更に理解に苦しむのは、県庁が彼に支払う年間の報酬は5万5000ユーロなのに、銀行BBVAの140万ユーロに相当する株を所有している。その上、マドリード、ロシアのサンペテクブルグとポルトガルのエルバスと3軒の家を持ち、クリプトコイン6万3880ユーロ、銀行預金11万4073ユーロを所有しているというのが明らかにされている。僅か、5万5000ユーロの報酬にも拘らず、これだけの資産を持つことなど不可能である。

しかも、税務署はこの不審が報道メディアで取り上げられるまで、いかなる調査もしていないのだ。その理由は明白。彼が首相の弟であるからだ。

しかし、巨額の資産はどこから手に入れたのかというのが疑問視されている。それに関連していると見られているのが次の出来事である。

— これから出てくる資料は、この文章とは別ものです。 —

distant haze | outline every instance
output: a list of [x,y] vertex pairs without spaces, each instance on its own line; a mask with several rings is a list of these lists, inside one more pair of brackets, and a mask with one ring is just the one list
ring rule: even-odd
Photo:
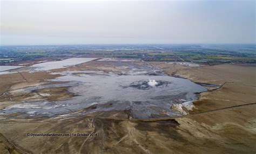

スペインで第2の航空会社エアーエウロパとその親会社グロバリアと系列航空会社アポリスに総額11億ユーロの救援金を政府は提供した。それが申請から支給するまで短期間で行われた。この迅速な支援金の給与にサンチェス首相の夫人が関与していたというのは明白になっている。

そこに仲介人が一人存在している。ビクトル・アルダマという人物だ。この支援金支給の仲介をしたことで支給額の20%を手数料としてもらうことになっていた。彼はそれ以外にスペイン政府がコロナ禍でマスクの輸入で高額の資金を投入したが、その件も彼は仲介人として介入していた。しかも、彼はサンチェス首相の弟がポルトガルに構えている住居と同じ都市に彼の会社が所在していることになっている。

このような背景から、彼が稼いだ資金の一部が脱税の目的でサンチェス氏の弟に手渡されたという憶測がされている。これからの公判で次第にそれも明白にされていくはずである。